Wir sollten uns deshalb darauf konzentrieren, die Wirtschaftsstrukturen möglichst intakt durch diese Krise zu bringen und Investitionen tätigen, die die Produktivität und Innovationskraft des Standorts Schweiz fördern. Damit wir auch in Zukunft Spitzenplätze belegen – und so nebenbei der Schuldenlast entwachsen.
2 Kommentare
Lieber CH-Unternehmer
Sie bringen das alte Totschlagargument der “Strukturerhaltung” (eine andere Form davon ist das “Missbrauchsargument”) um staatliche Unterstützung in einer Wirtschaftskrise zu diskreditieren. Sicher lassen sich jeweils einige Beispiele für das eine oder das andere finden, genauso wie für das Gegenteil. Anzunehmen, dass die meisten der Firmen, die aufgrund des staatlich verordneten Lockdowns in wirtschaftliche Schwierigkeiten geraten, ohnehin nicht „lebensfähig“ gewesen wären, erscheint mir aber doch etwas gewagt.
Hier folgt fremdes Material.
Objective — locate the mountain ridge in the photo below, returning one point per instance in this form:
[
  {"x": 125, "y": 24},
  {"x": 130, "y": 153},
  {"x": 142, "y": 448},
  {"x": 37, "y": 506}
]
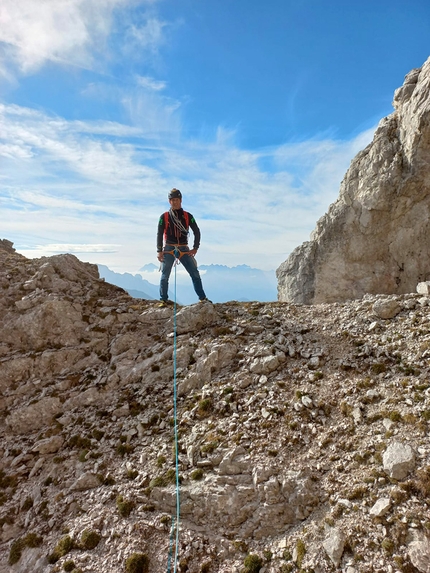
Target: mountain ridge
[{"x": 303, "y": 430}]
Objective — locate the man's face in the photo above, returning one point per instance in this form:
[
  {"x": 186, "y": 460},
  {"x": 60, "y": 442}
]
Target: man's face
[{"x": 176, "y": 203}]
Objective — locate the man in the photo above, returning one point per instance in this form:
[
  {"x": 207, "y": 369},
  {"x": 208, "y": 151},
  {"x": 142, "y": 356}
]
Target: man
[{"x": 174, "y": 226}]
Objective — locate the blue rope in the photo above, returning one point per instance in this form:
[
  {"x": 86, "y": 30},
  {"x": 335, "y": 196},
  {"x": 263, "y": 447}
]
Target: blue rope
[
  {"x": 172, "y": 529},
  {"x": 175, "y": 421}
]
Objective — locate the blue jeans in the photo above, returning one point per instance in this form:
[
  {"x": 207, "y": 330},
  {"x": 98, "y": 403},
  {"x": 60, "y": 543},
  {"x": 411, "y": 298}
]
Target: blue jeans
[{"x": 190, "y": 266}]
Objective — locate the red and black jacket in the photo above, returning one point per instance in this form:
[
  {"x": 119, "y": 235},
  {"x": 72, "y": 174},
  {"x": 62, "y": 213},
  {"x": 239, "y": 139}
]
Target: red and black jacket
[{"x": 173, "y": 235}]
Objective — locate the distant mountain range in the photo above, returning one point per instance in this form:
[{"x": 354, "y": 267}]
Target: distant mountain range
[{"x": 221, "y": 283}]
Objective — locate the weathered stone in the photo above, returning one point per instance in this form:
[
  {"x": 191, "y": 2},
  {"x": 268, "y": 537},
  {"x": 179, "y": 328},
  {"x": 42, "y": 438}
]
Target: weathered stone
[
  {"x": 49, "y": 445},
  {"x": 398, "y": 460},
  {"x": 35, "y": 416},
  {"x": 334, "y": 544},
  {"x": 374, "y": 238},
  {"x": 86, "y": 481},
  {"x": 423, "y": 288},
  {"x": 419, "y": 553},
  {"x": 195, "y": 317},
  {"x": 381, "y": 507},
  {"x": 386, "y": 308}
]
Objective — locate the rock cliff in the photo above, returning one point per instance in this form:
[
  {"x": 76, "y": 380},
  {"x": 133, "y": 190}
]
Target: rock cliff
[
  {"x": 375, "y": 238},
  {"x": 303, "y": 430}
]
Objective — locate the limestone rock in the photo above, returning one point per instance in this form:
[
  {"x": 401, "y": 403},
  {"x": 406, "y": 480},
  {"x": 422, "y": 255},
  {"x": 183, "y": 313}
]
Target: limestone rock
[
  {"x": 48, "y": 445},
  {"x": 334, "y": 545},
  {"x": 374, "y": 238},
  {"x": 386, "y": 308},
  {"x": 398, "y": 460},
  {"x": 419, "y": 553},
  {"x": 381, "y": 507},
  {"x": 423, "y": 288},
  {"x": 86, "y": 481},
  {"x": 34, "y": 416},
  {"x": 195, "y": 317}
]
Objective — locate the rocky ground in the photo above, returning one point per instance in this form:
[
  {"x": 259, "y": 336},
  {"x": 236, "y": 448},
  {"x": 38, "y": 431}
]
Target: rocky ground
[{"x": 302, "y": 430}]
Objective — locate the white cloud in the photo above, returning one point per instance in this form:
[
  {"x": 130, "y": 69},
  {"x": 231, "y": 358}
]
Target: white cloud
[
  {"x": 68, "y": 183},
  {"x": 65, "y": 31},
  {"x": 150, "y": 83}
]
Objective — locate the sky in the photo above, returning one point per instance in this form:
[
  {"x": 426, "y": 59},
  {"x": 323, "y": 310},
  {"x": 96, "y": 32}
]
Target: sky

Und es geht ja auch nur um eine temporäre Unterstützung. Sobald diese ausserordentliche Situation vorüber ist, werden die Firmen wieder auf sich selber gestellt sein.
Liebe Frau Martinez
Ich kann viele Ihrer Argumente gut nachvollziehen. Allerdings widersprechen Sie sich ständig. Denn Sie kritisieren, dass der Bundesrat nun in der 2. Welle (zu) sparsam mit Staatshilfen umgeht. Wie Sie selbst erkannt haben, wirken Schulden nur positiv auf den Staat, wenn sie zukünftige Einnahmen generieren.
Somit wäre der Umkehrschluss sehr logisch: Wir sollten nicht mehr oder viel weniger in Härtefallprogramme und im Erhalt von strukturell schwachen Firmen investieren, sondern das Geld in Innovation (F+E-Projekte), Wachtums-Projekte (zB Startups) und für innovative Investitionen einsetzen.
Dies entspricht nicht dem, was Sie fordern. Ich kenne leider einige Unternehmen, die nur dank Corona-Massnahmen noch am Leben sind (namentlich Covid-Kredite und Kurzarbeit), die schon vor Corona in Schieflage waren und das Jahr 2020 ohne Corona nicht überlebt hätten. Die Gefahr ist leider sehr gross, dass wir sog. Zombie-Unternehmen am Leben erhalten mit Staats-Schulden. Dies wird in Zukunft unsere Schulden nicht Tilgen können.
Wir sollten somit offen für einen Strukturwandel plädieren und nur innovative, zukunftsgerichtete Unternehmen fördern.